Vragen Koffeman (PvdD) over pilot eiwitarm veevoer


Wat betekent deze pilot voor de gezondheid van het vee?

Indiendatum: 27 jun. 2023


Uitkomsten pilot eiwitarm veevoer

De leden van de fractie van de Partij voor de Dieren danken de minister voor zijn brief met daarin de uitkomsten van de pilot eiwitarm veevoer (2022-2023, 35 600 AF). De leden hebben daarover de volgende vragen:

  1. In de praktijkpilot Koe en Eiwit proberen 153 melkveehouders, samen met hun hun vaste voeradviseurs en 48 begeleiders het ruweiwitgehalte in het melkveevoerrantsoen te verlagen naar 155 gram RE/kg droge stof. Het eerste volledige jaar is inmiddels afgerond.

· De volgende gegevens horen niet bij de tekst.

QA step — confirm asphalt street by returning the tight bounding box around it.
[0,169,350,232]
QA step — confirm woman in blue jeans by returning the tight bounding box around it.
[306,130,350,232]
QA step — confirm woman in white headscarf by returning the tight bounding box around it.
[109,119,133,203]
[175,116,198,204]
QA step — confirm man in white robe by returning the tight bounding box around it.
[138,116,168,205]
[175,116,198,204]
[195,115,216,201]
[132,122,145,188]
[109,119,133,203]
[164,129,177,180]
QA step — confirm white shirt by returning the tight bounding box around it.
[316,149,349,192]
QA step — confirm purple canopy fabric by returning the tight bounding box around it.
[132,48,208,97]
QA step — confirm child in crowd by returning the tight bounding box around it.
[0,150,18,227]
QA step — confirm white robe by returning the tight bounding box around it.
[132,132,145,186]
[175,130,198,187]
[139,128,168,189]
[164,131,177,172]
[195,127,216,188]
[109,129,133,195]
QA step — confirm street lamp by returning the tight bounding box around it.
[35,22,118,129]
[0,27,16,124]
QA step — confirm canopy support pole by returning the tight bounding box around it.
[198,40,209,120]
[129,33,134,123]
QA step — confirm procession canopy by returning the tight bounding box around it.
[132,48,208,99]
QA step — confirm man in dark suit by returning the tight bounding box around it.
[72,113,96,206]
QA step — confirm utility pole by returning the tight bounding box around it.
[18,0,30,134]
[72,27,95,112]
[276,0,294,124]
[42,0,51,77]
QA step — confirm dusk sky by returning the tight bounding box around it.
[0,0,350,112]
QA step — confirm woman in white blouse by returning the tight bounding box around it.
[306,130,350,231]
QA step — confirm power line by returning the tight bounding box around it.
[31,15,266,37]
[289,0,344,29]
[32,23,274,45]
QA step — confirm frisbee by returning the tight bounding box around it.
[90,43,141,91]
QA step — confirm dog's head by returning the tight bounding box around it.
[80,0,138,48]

Het gemiddelde RE-gehalte van de deelnemers is in 2022 uitgekomen op 158 gram RE/kg ds, “een daling van 4 gram ten opzichte van de startpositie in 2021”, aldus de minister in zijn brief (p.2). “Bijna een kwart van de deelnemende veehouders heeft het doel van 155 gr RE/kg ds al gerealiseerd, terwijl bijna driekwart van de deelnemers er vertrouwen in heeft dat het doel haalbaar is.”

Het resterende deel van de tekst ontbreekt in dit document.